Though I got a kick out of it I can’t figure out for the life of me how an excellent descriptor like “cow gas” got into a StarTribune headline. As the article notes, the industry’s preference is “renewable natural gas.” I can well imagine that one or more Strib editors got angry phone calls from cow gas bigwigs (well, bigwigs-to-be, anyway, they hope) after doing that. We’ll see if it continues.

The Strib story is about a planned pipeline in western Minnesota to collect methane from big dairy farms and eventually funnel it into the natural gas system. A similar project is already operating in that region, and there are plenty of others in the U.S. and Europe. It’s all only contributing in quite a small way to the amount of natural gas this world uses, but it sure beats the heck out of having the methane go right into the atmosphere. There is a big concern, though, about it becoming another factor in the push toward ever larger and fewer dairy farms. That’s in the article as well. And there are other indications that things aren’t working as claimed.

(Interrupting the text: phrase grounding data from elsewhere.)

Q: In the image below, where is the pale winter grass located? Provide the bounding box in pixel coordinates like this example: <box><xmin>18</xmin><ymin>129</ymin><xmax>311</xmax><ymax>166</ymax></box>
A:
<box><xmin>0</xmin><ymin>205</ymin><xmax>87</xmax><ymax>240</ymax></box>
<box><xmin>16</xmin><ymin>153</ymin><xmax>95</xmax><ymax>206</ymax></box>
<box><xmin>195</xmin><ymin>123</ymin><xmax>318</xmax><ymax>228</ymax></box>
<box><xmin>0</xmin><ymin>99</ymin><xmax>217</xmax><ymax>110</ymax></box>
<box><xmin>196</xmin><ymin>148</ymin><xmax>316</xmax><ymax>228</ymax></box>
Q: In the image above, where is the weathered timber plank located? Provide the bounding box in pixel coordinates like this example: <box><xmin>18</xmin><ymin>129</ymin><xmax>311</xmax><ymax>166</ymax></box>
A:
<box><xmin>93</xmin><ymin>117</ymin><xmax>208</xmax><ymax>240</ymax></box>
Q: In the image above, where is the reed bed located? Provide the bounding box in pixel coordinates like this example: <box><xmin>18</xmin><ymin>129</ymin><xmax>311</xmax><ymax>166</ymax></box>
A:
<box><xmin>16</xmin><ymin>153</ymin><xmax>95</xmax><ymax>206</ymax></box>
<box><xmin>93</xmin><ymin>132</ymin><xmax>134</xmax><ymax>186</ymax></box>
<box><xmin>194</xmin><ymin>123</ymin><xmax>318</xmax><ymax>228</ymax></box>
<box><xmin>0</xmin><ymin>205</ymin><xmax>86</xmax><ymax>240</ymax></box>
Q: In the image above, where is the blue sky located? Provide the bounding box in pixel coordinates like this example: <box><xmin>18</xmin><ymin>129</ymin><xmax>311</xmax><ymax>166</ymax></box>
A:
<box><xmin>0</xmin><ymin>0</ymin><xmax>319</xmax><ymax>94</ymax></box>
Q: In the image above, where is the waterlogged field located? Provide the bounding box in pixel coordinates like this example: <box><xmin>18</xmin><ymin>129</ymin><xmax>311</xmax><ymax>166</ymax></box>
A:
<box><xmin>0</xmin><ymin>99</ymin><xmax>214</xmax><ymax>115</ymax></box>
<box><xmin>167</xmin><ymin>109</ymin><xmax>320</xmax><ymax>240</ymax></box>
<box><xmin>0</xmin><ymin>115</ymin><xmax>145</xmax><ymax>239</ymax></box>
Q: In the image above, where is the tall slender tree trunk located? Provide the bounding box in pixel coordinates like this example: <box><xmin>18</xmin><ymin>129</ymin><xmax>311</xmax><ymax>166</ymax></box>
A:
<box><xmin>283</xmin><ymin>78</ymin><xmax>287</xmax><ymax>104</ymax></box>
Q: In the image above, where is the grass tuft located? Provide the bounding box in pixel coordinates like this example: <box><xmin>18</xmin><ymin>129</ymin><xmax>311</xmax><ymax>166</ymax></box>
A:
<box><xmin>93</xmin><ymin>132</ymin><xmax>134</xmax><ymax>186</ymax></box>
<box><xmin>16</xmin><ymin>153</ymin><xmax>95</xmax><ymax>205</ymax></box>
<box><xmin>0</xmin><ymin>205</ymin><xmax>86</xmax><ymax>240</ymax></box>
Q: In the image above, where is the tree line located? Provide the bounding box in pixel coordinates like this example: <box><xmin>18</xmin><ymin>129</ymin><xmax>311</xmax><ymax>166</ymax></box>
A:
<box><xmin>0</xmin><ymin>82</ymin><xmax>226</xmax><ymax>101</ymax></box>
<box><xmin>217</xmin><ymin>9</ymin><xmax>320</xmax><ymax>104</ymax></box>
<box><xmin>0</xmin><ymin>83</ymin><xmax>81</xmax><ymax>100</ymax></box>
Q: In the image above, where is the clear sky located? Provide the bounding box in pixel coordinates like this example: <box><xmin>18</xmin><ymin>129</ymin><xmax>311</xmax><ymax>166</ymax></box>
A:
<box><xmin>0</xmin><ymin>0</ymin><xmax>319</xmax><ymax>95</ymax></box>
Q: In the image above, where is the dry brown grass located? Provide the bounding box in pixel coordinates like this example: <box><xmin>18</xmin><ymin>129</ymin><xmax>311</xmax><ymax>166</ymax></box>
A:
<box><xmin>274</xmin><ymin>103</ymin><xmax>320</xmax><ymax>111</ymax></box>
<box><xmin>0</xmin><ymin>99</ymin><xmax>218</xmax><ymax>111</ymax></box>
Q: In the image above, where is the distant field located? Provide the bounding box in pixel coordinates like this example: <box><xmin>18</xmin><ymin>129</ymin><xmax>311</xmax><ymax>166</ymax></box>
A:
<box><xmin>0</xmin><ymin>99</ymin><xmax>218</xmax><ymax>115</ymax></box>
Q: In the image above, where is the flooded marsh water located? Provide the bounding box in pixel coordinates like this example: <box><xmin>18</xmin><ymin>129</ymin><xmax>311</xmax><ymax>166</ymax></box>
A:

If in the longer term a legitimate cost/benefit analysis comes down well on the benefit side, and if a better way of dealing with it doesn’t come along, I wouldn’t oppose seeing cow gas scaled up – that is, until natural gas in general is phased out. But there has to be good data-gathering and objective, learned analysis. Corporate greedheads, and their captive officials including in elected office, tend to do their best to obscure those.